王立学園 -授業 3-
「さてさて、最初は誰から行こうか?…んー、そうだな。指名してもいいけど、準備が出来たやつから前に出てきてくれ。前に出たら、名前と使用武器を言ってくれ。それからこの鐘を鳴らすので鳴ったら攻めて来い。質問あるかー?」
「強化魔法は最初からかけてもいいんでしょうか?」
「いいぞー!もちろんそれはお前らの判断に任せる。最初からでも、模擬試合中にでも詠唱してもいいぞ!」
「ありがとうございます!」
「それじゃ、待ってるから準備出来たものから前に来てくれー!」
そういうと、ノームは石造りの稽古場へと上がる。所定の位置に着くと、振り返り腕組みをし待機している。さながら、挑戦者を待つ格闘場の王者の風格である。しばらくして、生徒達は各々準備を済ませる。あとは前に出るだけなのだが、なかなかその勇気が出ない。誰か最初に行ってくれ!という視線でキョロキョロと周りを見渡す。だが、誰も動かない。待つのに疲れたのか、ノームが声をかける。
「んー、これじゃ日が暮れちまうなぁ。…しゃーない。最初はこっちの指名からするわ!2番目からなら多少は気が楽だろ?…それじゃー、記念すべき1人目は…。もちろん、クラウン。お前だよ」
やはり、自分であったかとクラウンは思った。他の生徒達が緊張しているのは理解していた。しかし、緊張をしているのはクラウンも一緒だった。ただ、せっかちな兄が強引に事を起こすとは想像していなかった。色々と罵倒する言葉を頭の中で叫びながら、クラウンは覚悟を決める。
(どうせ、ぼくが行かなかったら誰も行かないだろうし…。まぁ、仕方ないと言えば仕方ないか)

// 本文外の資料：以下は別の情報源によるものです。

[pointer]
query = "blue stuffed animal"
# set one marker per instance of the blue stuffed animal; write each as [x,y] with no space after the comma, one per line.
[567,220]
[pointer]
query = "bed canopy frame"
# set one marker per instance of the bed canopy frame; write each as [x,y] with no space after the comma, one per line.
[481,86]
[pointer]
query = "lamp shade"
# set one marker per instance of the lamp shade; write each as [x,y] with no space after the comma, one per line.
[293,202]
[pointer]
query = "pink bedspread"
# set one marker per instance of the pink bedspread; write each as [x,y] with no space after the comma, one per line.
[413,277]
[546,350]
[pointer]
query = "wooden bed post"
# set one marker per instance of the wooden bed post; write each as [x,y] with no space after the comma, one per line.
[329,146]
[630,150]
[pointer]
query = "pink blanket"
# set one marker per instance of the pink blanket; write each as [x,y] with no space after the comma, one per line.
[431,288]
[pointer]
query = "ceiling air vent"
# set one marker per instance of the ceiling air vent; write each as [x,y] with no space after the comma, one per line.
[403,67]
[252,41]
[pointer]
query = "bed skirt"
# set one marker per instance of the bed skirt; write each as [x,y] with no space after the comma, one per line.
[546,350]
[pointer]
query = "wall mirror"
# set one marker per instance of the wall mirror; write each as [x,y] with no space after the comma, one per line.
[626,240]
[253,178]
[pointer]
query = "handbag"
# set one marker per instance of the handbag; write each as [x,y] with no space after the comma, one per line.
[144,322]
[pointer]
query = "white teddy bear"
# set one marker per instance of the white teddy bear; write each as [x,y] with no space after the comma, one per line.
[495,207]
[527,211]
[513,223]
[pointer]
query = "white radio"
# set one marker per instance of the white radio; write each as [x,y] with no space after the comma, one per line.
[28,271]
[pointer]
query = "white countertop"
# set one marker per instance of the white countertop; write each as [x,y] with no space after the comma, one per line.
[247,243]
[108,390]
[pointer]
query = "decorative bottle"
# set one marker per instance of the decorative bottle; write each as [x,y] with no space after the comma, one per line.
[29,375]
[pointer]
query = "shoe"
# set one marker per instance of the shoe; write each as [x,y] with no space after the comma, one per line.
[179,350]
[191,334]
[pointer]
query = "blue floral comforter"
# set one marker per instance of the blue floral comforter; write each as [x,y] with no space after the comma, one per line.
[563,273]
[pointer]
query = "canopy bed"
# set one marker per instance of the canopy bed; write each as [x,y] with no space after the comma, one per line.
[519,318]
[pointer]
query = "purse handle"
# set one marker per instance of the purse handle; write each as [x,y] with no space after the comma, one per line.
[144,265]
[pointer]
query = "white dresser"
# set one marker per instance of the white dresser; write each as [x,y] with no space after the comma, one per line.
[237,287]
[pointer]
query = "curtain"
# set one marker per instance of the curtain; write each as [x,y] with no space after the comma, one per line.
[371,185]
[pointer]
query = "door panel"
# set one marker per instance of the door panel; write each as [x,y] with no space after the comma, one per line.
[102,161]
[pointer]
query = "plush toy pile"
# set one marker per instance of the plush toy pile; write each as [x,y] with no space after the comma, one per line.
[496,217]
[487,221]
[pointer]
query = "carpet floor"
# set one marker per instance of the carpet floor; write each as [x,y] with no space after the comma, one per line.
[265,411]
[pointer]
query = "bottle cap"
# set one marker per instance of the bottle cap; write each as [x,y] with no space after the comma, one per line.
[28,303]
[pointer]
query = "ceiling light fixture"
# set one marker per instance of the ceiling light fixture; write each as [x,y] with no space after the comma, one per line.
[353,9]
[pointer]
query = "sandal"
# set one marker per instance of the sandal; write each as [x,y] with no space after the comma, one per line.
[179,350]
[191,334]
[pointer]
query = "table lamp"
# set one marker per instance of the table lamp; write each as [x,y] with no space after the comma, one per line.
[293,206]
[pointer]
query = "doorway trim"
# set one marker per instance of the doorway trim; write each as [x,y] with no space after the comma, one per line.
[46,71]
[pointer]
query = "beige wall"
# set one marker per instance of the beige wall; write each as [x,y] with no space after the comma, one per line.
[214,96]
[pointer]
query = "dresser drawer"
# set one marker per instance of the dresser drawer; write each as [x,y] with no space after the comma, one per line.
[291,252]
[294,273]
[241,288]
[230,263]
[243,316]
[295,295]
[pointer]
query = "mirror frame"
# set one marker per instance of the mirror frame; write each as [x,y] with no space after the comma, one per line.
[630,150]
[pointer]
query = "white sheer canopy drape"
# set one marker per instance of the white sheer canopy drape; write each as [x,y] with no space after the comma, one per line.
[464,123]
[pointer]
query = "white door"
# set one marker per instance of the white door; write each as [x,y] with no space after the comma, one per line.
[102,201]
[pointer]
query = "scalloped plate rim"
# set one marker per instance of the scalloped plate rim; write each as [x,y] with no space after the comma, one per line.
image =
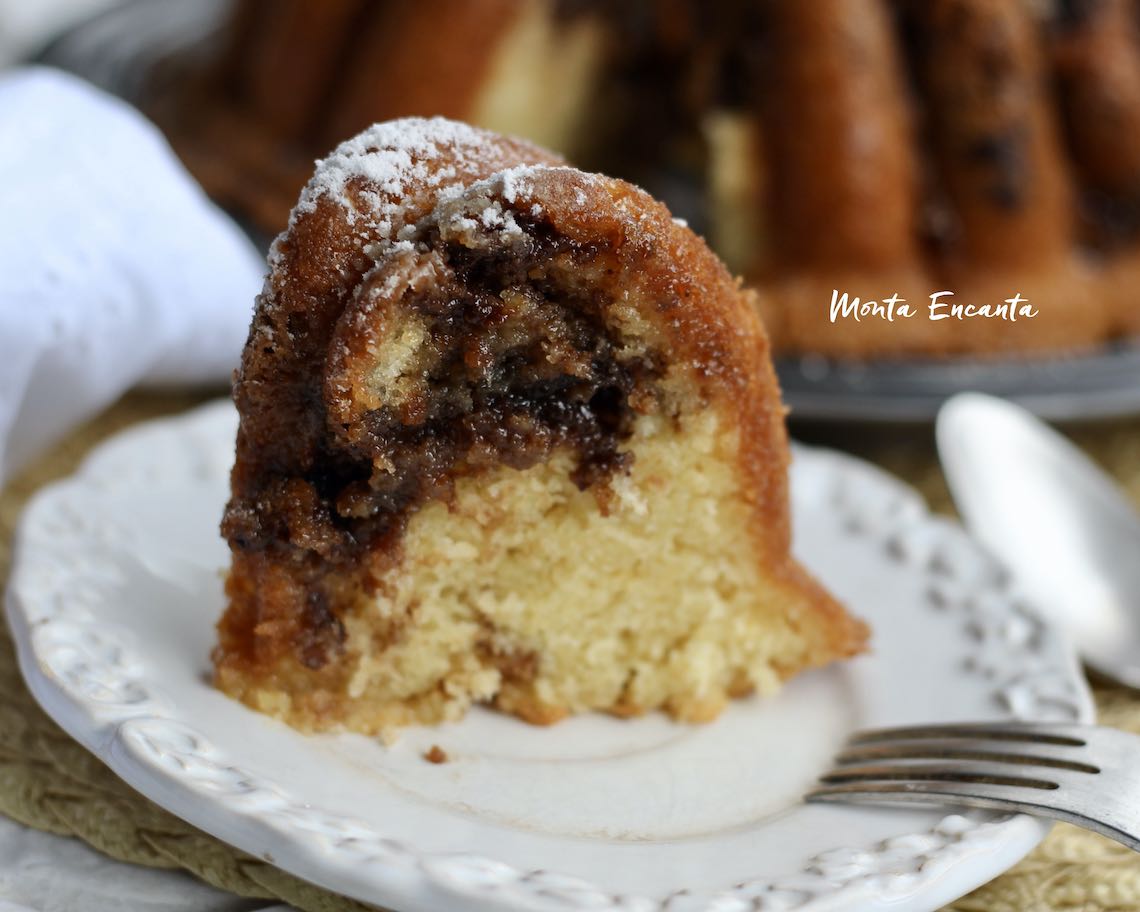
[1010,838]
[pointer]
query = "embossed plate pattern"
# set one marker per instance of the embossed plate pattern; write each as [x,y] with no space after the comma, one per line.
[117,583]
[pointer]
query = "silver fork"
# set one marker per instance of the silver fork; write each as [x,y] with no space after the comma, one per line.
[1083,774]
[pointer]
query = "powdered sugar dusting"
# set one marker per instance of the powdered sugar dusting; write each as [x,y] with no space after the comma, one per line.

自分を慰めつつ、納得させる。稽古場に上がり、ノームと対峙する。
「…フレイゼン=クラウン。武器は長剣です」
「んんー?なんだよクラウン、他人行儀な言い方しやがって…。まぁ、立場上はそうなるわな!…よっしゃ!クラウン準備はいいか?師匠に教えてもらった成果見せてくれ!」
ノームの余計な一言に、クラウンはある感情を思い出す。ノームの紹介で来た家庭教師に、地獄を見せられた日々。その中で芽生えた心優しいクラウンには正反対の感情。---そう、『殺意』である。
「ノーム兄様…。本気でいきます。鐘を鳴らしてください」
感情を抑えた声でクラウンはノームに告げる。先程までヘラヘラしていたノームは、弟の気配が変化した事に気付く。しかもその気配は、今まで戦場でよく体験していた気配である。
(これは…『殺気』だな…。え?なんでクラウンから『殺気』が出てるんだ?俺なんかしたっけ?)
何故弟から『殺気』を感じるのか全くわからない。けれども、ノームは騎士団の団長である。思考とは別に体が戦闘態勢へと入る。同じくノームも『殺気』を纏って。
2人の気配に覆われるように、周囲の音が止んでいく。監督官も、生徒達も動きを止める。その視線の先には剣を持ち、不穏な空気を作り出している2人へと集まる。エイムが異常事態に気付き、止めようとした、その時。神々の悪戯か、強風が吹きどこかで鐘の音がなる。
--刹那、弾かれた様に両者共、中央へと飛び出す。クラウンは先程の対峙している時に強化魔法をかけている。同じくノームも弟から出る『殺気』に反応し、無意識の内に詠唱していた。そして中央でお互いの剣と剣が大きな金属音を立てぶつかる。そのまま、互いに連撃を繰り返す。何度も何度も金属音が鳴り響く。いまだ決着はおろか、一撃すら入っていない。だが、経験値の差と言うべきか徐々にノームの攻めがクラウンを上回っていく。やがて、決着をつけるべくノームが大振りの突きを仕掛ける。その大振りにクラウンは好機だと感じ身体を捻り、ノームとの距離を詰める。---かかった。ノームはわざと大振りの突きを仕掛けクラウンが飛び込んで来るのを誘っていた。クラウンが身体を捻り回避した方向へと剣の軌道を変化させる。口元に微かに笑みを浮かべノームは自分の勝利を確信する。そこで生まれた慢心。その為かクラウンの口元にも笑みが浮かんでいる事に気がつかなかった。